À compter de 2013, elle s’implique à temps plein dans l’entreprise et elle acquiert sa licence RBQ. « C’est sûr que je n’ai pas d’expérience en tant que peintre. Je m’occupe surtout du côté administratif de l’entreprise. Mais je suis bien entourée par mon équipe, entre autres, par mon directeur de projets, mes gérants de projets, et mes estimateurs. Dès le début, j’ai organisé des rencontres avec les employés deux ou trois fois par an pour mieux apprendre à se connaitre mutuellement et rapidement, j’ai gagné leur confiance et leur respect. »
« Depuis 2020, mon père est semi-retraité. Il passe au bureau quelques fois par semaine et je sais que je peux compter sur lui si j’ai besoin de conseils. Il est toujours là pour aider, pour donner son opinion. »
La place des femmes dans le milieu
« Pour moi, c’est important de laisser de la place aux femmes dans le milieu. Depuis que je suis impliquée dans l’entreprise, on est passé de 2 à 20 femmes employées. J’ai bénéficié de la subvention du Programme d’accès à l’égalité des femmes dans l’industrie de la construction (PAEF). Pour moi, la présence des femmes sur les chantiers apporte un autre niveau de collaboration, plus harmonieux et plus respectueux. D’ailleurs, nous avons une politique de tolérance zéro concernant le harcèlement quel qu’il soit. Il peut arriver que des employées soient victimes de harcèlement sur un chantier. Ça arrive de la part de personnes appartenant à d’autres corps de métier. Lorsque c’est le cas, je me dépêche d’appeler les personnes responsables de ces travailleurs pour dénoncer le problème et m’assurer de le régler. »

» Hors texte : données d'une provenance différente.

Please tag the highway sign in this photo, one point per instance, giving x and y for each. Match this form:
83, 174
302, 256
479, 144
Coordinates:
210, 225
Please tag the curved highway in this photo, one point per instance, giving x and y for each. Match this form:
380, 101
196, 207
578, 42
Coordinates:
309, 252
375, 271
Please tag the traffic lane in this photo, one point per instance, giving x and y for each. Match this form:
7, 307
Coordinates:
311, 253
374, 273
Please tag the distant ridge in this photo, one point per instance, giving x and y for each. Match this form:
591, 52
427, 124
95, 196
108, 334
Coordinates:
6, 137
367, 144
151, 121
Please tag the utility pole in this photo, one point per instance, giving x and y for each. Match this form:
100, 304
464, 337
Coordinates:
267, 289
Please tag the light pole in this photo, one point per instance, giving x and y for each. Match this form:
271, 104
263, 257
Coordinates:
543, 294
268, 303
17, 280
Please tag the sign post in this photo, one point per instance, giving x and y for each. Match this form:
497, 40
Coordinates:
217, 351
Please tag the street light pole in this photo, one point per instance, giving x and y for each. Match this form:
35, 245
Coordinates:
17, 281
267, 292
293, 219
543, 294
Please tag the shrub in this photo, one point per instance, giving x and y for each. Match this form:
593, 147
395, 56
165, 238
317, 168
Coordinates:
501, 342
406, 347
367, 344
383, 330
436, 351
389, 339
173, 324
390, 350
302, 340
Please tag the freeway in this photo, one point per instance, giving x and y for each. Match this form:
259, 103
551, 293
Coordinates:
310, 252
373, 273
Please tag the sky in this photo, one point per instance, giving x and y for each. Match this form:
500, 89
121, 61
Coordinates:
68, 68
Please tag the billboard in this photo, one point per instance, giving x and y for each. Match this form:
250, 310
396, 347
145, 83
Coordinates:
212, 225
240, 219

Conseils de Maria aux femmes qui désirent devenir entrepreneures
Depuis 2013, Maria supervise son équipe, élabore les politiques de l’entreprise, s’assure de la gestion de la santé et de la sécurité du travail sur les chantiers et développe les nouveaux projets.
« La première chose que je dirais à ces femmes, c’est de s’impliquer le plus possible dans le milieu auquel elles veulent appartenir. Le réseautage permet de se faire connaître et de se faire respecter. »
« Il faut aussi bien connaître le domaine dans lequel on veut démarrer son entreprise. Et, je ne vous le cache pas, une femme doit souvent prouver qu’elle en connaît plus que les autres pour être prise au sérieux, surtout dans un environnement encore dominé par les hommes. Il faut aussi bien s’entourer de gens qui ont l’expertise du milieu pour s’aider. Mon père m’a dit un jour : « Tu es chanceuse que je sois là pour te donner des conseils, moi, lorsque j’avais des décisions à prendre, je parlais aux murs… »
« Finalement, il ne faut pas avoir peur de mettre son pied à terre et de s’affirmer. Une personne sûre d’elle gagne rapidement le respect des autres. »
« Le plus beau compliment que j’ai eu, c’est un entrepreneur qui a dit à mon père : « Ta fille est comme toi ! » Ce qui me permet de dire que je suis vraiment à ma place ! »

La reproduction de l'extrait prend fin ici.